Commercial Agents Regulations – Court of Justice of the European Union (CJEU) rules on whether software can be ‘goods’
Paul Hardman reflects on a decision which will have far reaching effects on the IT industry. The CJEU has ruled that software in any form, whether that is tangible (such as a CD or USB stick) or intangible (such as made available by licence) can amount to ‘goods’ for the purposes of The Commercial Agents (Council Directive) Regulations 1993.
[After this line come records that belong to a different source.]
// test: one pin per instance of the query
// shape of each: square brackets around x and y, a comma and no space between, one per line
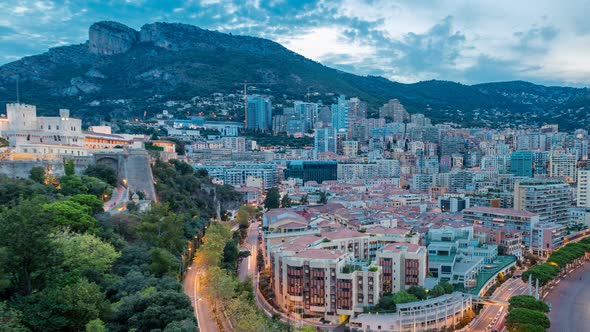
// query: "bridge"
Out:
[134,173]
[489,301]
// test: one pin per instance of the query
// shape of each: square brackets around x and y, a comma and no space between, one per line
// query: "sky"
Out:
[545,42]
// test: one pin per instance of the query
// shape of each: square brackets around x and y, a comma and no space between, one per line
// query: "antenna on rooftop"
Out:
[17,89]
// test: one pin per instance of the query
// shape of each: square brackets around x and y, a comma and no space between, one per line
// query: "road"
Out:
[487,315]
[569,301]
[205,320]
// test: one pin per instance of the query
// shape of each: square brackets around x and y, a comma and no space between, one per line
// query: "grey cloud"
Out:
[536,39]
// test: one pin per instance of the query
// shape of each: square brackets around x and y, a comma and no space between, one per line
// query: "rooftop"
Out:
[319,254]
[486,209]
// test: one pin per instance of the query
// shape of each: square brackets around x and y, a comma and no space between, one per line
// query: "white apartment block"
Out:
[583,189]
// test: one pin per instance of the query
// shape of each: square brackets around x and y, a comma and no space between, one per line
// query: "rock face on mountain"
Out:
[107,38]
[125,73]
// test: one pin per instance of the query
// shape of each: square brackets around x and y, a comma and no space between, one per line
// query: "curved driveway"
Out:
[570,301]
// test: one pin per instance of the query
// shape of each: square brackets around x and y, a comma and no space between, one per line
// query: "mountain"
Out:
[123,73]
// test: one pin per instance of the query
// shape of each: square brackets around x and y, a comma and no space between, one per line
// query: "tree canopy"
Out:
[273,198]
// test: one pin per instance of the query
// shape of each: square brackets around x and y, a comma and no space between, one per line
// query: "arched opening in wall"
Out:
[110,162]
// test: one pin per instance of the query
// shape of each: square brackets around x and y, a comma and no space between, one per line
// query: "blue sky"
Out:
[545,42]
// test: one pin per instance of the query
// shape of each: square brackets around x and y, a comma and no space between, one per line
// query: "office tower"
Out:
[259,113]
[317,171]
[419,120]
[340,115]
[452,144]
[350,148]
[583,189]
[325,140]
[548,198]
[357,109]
[279,124]
[308,114]
[521,163]
[563,165]
[540,161]
[394,111]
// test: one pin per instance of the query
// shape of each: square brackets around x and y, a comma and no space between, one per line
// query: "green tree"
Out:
[67,308]
[85,302]
[11,319]
[528,302]
[96,325]
[323,198]
[151,309]
[163,263]
[219,285]
[102,172]
[520,316]
[37,174]
[162,228]
[418,291]
[437,291]
[306,328]
[286,201]
[69,168]
[386,303]
[4,273]
[95,204]
[245,316]
[70,214]
[403,297]
[24,235]
[97,187]
[187,325]
[448,287]
[304,200]
[273,198]
[72,185]
[84,254]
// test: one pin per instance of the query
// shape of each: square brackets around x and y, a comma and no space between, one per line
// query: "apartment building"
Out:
[499,219]
[548,198]
[329,274]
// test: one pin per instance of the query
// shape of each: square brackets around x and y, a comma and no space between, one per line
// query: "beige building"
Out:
[330,274]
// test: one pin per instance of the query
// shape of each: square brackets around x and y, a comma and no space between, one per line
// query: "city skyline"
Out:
[402,41]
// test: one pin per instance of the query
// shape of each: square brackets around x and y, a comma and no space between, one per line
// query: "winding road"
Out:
[495,314]
[569,301]
[205,321]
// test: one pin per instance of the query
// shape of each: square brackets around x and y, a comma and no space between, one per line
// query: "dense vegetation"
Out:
[65,266]
[559,260]
[222,287]
[214,62]
[527,314]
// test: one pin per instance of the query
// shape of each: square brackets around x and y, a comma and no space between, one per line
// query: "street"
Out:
[205,321]
[510,288]
[569,301]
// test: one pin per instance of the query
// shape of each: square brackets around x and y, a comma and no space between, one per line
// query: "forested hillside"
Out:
[65,266]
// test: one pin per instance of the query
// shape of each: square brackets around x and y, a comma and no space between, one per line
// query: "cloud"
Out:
[537,40]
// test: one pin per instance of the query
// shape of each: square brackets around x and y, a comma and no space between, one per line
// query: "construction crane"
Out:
[246,84]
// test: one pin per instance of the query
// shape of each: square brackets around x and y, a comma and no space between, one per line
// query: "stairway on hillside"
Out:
[138,173]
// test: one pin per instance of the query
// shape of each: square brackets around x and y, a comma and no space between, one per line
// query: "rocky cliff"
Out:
[107,38]
[121,72]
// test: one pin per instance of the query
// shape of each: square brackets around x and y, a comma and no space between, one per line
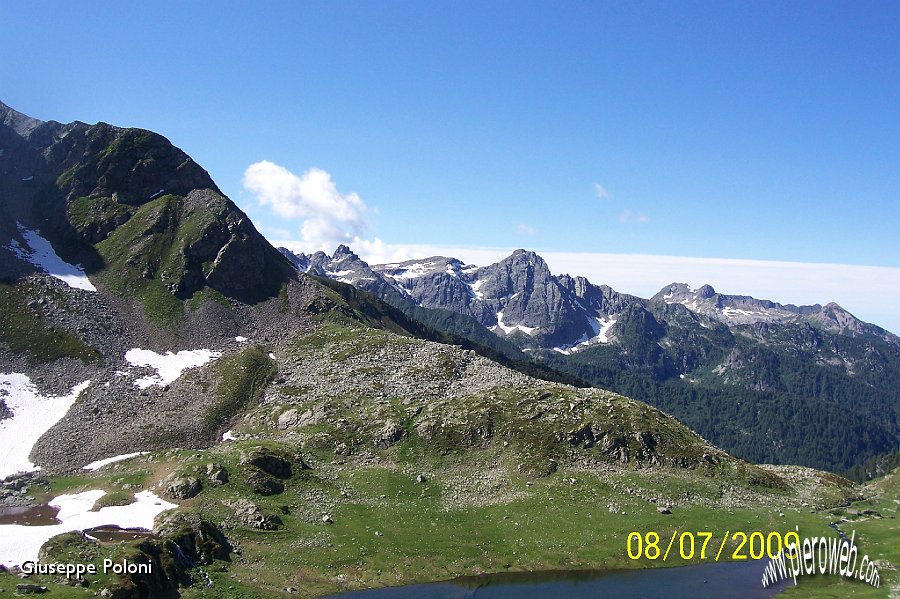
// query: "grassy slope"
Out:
[475,512]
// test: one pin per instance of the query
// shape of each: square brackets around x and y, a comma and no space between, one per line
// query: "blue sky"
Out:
[739,130]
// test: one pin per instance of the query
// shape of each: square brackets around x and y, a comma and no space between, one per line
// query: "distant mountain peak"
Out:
[344,252]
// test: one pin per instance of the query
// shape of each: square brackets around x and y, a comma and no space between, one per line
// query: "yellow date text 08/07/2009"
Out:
[690,545]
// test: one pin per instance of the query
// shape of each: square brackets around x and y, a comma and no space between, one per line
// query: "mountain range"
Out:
[767,381]
[302,425]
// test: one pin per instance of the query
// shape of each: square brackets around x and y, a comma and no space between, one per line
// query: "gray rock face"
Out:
[517,298]
[249,514]
[270,463]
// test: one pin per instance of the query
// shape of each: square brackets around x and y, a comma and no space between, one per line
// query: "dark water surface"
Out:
[738,580]
[37,515]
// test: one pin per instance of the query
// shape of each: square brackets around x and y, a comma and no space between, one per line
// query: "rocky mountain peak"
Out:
[706,291]
[344,252]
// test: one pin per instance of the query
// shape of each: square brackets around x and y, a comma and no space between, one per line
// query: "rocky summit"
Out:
[266,424]
[716,361]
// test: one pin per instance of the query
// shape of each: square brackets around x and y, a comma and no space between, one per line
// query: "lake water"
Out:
[738,580]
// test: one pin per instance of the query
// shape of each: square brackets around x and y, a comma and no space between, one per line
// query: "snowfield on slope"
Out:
[33,415]
[168,366]
[105,461]
[19,544]
[40,253]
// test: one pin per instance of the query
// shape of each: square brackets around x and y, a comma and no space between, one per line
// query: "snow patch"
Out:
[599,328]
[101,463]
[40,253]
[474,288]
[413,271]
[508,330]
[168,366]
[32,416]
[19,544]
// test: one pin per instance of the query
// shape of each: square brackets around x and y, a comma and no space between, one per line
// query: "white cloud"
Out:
[627,216]
[329,217]
[602,192]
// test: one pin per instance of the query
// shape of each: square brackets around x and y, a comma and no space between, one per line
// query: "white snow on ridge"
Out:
[508,330]
[32,416]
[101,463]
[599,326]
[413,271]
[168,366]
[40,253]
[474,288]
[19,544]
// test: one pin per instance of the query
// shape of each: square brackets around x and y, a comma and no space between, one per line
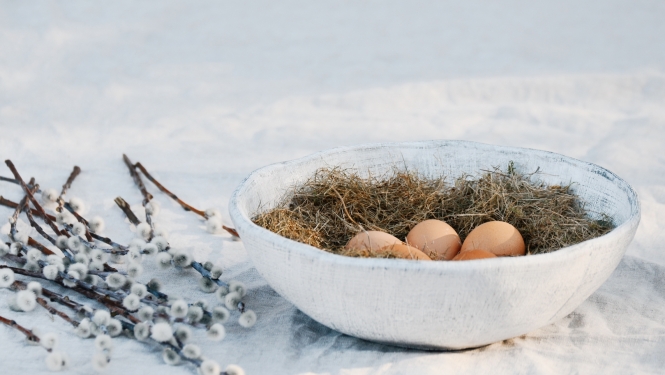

Up till now case law held that only software which was sold in a tangible form could be ‘goods’ with intangible software being ‘services’ which are not caught by the Regulations.
Impact
We have moved away from the days of shrink wrap CD’s as the medium for selling computer programme towards downloads and licences and software-as-a-service (SaaS) models of delivery. This decision, once confirmed by the Supreme Court, will change the understanding of the law and will mean that anyone involved in the promotion, marketing or negotiation of another IT business could qualify as a commercial agent. Commercial agents under the Regulations enjoy certain rights, the most important in a commercial context being the right to compensation on termination of their appointment.
Limitation
However, there are limitations and issues to be resolved so not every ‘commercial agent’ will benefit from this ruling. The CJEU held that downloading a programme with a user licence intending to making it available permanently was equivalent to selling the programme. It did not express any view as to whether making available a programme on a subscription basis would also amount to selling it (the Regulations only apply if there is a ‘sale or purchase of goods’). In addition, amongst other exclusions, the Regulations do not apply to agents whose activities are secondary and the Regulations set out a number of indicators of what that means (such as, that the agent does not devote substantially the whole of his time to representative activities).
Further clarification
For the moment, it is likely that, having referred the case to the CJEU before the end of the Brexit transition period, the Supreme Court will follow the CJEU in its ruling and this will therefore become UK law. How the UK courts chose to clarify further legal issues associated with the Regulations remains to be seen but it is noted that at least one of the tenets that the CJEU applied, namely the need for harmonisation of interpretation across the EU, will no longer be a factor in any decision affecting the UK.